Publikacja z 2004 roku: testowano 600 pacjentów z trzech różnych klinik leczenia alergii i dano im albo lek, który powodował swoje działania niepożądane, albo obojętne pigułki bez składników. 27% pacjentów doświadczyło efektów ubocznych takich jak swędzenie, złe samopoczucie lub ból głowy po zażyciu obojętnej pigułki.

I klasyczna publikacja z 1987 roku, gdzie badano wpływ listy efektów ubocznych, którą pacjenci podpisywali przed leczeniem. To był duży test medyczny porównujący aspirynę i placebo, realizowany w trzech różnych ośrodkach. W dwóch z nich formularz zgody zawierał listę efektów ubocznych dla przewodu pokarmowego, i w tych ośrodkach było sześć razy więcej osób zgłaszających te symptomy i wypisujących się z badania, niż w trzecim ośrodku, gdzie takiej listy nie było.

To niesamowity świat efektu nocebo, gdzie negatywne oczekiwania mogą wywołać nieprzyjemne symptomy przy nieobecności czynników fizycznych. I mimo wszystko to nie pomoże homeopatom: w 2003 roku profesor Edzart Ernst przeprowadził systematyczny przegląd wszystkich testów homeopatycznych, w których zgłaszano efekty uboczne.
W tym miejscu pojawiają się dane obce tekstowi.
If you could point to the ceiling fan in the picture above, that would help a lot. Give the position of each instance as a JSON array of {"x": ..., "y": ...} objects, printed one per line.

Przegląd wykrył w sumie 50 epizodów efektów niepożądanych u pacjentów leczonych placebo i 63 u pacjentów dostających homeopatycznie rozcieńczone środki aktywne, przy braku statystycznie istotnej różnicy w częstości wystąpienia efektów niepożądanych pomiędzy obiema grupami.

Świat homeopatii jest redukcjonistyczny, jednowymiarowy i zbudowany na potędze pigułki: nie może on zaadoptować fascynującej rzeczywistości połączeń pomiędzy ciałem a umysłem, które zostały wyjaśnione przez naukę. Następnym razem, gdy na kolacji zostaniesz schwytany przez jakiegoś nudziarza, który wykrył że ma tajne mistyczne właściwości uzdrawiające, i będzie poważnie wyjaśniał, jak jego okropne wysiłki w sprzedaży cukrowych pigułek stanowią znaczące stanowisko polityczne wobec zbrodni koncernów farmaceutycznych, pomyśl sobie, że jakiś szczęściarz, gdzieś w świecie, usiadł obok badacza efektu nocebo.